During the investigation, Lorrimer were amongst the people who comforted Meredith alongside Ariadne Oliver and Major Despard. Sometime later, Poirot visited Mrs. Lorrimer, who confessed to him that she did kill her husband and that she has a terminal condition. She then confessed that she murdered Shitana, but Poirot refused to believe this, suspecting she was trying to protect Meredith.
The next morning, Lorrimer was found dead by Dr. Roberts. Apparently, she committed suicide, leaving a note admitting to the murder. However, Poirot's denouement revealed that Dr. Roberts was in fact responsible for her death as well as Shitana's murder. Dr. Roberts injected Lorrimer with a lethal shot of anaesthesia in order to create a scapegoat, but Poirot managed to discover the mark of a hypodermic needle, which led to the conclusion.

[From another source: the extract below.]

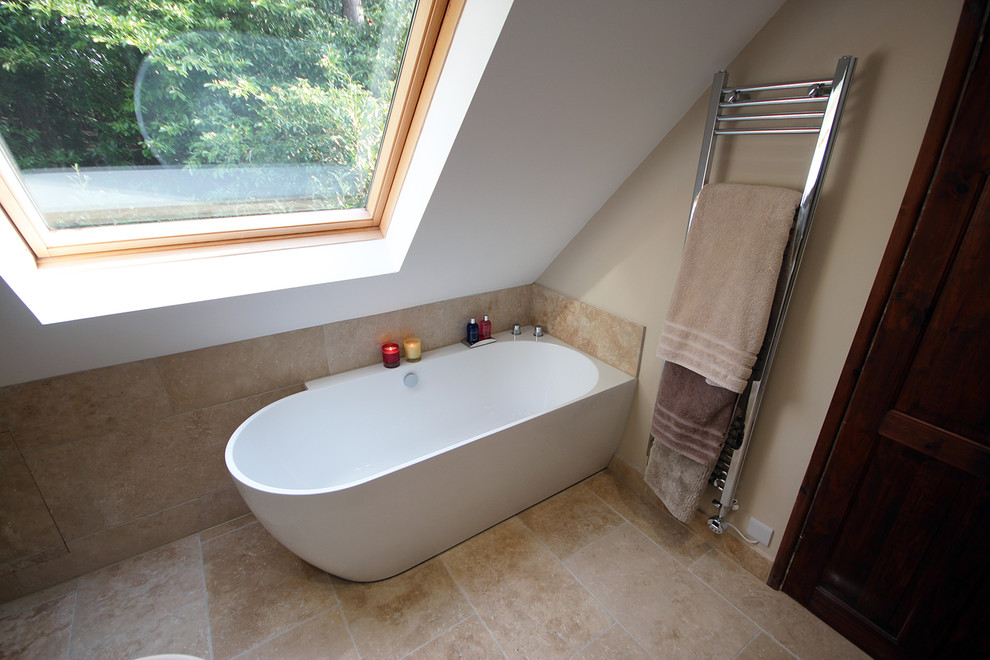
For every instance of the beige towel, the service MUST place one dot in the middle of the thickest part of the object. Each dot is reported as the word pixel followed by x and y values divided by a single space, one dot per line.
pixel 676 479
pixel 721 303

To make Dr. Roberts to confess, Poirot hired an actor to pose as a witness, whilst Battle gained enough evidence to accuse Dr. Roberts of murdering his patients and Shitana.

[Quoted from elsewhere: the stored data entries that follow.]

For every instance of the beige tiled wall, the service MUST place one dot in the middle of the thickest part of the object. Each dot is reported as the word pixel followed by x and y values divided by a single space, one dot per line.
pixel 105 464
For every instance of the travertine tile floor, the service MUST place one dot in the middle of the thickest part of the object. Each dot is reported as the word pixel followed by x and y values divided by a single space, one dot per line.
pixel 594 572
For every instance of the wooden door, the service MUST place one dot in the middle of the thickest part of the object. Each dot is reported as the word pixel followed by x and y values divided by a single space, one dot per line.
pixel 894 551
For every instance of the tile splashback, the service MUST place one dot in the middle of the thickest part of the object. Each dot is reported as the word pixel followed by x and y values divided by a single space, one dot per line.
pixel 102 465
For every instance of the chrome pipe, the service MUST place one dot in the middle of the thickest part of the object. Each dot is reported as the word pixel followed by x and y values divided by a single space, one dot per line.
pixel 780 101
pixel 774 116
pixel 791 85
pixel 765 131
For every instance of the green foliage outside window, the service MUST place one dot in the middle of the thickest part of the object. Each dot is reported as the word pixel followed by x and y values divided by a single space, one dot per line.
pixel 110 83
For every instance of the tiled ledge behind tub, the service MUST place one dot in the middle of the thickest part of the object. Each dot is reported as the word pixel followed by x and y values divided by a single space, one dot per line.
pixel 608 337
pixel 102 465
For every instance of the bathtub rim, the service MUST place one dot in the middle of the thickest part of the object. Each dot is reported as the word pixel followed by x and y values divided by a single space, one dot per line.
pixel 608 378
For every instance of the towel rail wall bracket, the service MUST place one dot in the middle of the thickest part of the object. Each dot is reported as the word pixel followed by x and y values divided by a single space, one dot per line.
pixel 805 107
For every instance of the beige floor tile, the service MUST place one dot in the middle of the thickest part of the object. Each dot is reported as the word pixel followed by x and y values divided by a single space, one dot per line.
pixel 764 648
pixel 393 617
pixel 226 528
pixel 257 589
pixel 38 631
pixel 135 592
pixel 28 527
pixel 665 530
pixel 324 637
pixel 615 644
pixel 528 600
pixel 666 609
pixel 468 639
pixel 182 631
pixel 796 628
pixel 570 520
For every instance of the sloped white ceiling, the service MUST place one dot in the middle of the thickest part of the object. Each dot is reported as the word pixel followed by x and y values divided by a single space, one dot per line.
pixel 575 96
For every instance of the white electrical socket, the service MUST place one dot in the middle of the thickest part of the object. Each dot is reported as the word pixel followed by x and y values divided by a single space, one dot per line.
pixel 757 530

Eventually, amongst the four suspects, it was revealed that only Major Despard was actually innocent of any kind of murder including Shitana's murder, as the deaths of botanist Luxmore and his wife (which Despard was once thought to be responsible for) were actually caused by a shooting accident.
Trivia[]
- In Agatha Christie's Poirot, Mrs. Lorrimer has no fatal heart condition when she confesses to Poirot her crime of murdering her husband; her second husband, whom she desired to be with and thus was the motive for her murder, died a year after her crime from a heart attack. Furthermore, her motivation for protecting Anne Meredith is strengthened in the adaptation, in that she is her daughter, who ran away after witnessing her murdering her first husband and Meredith's father.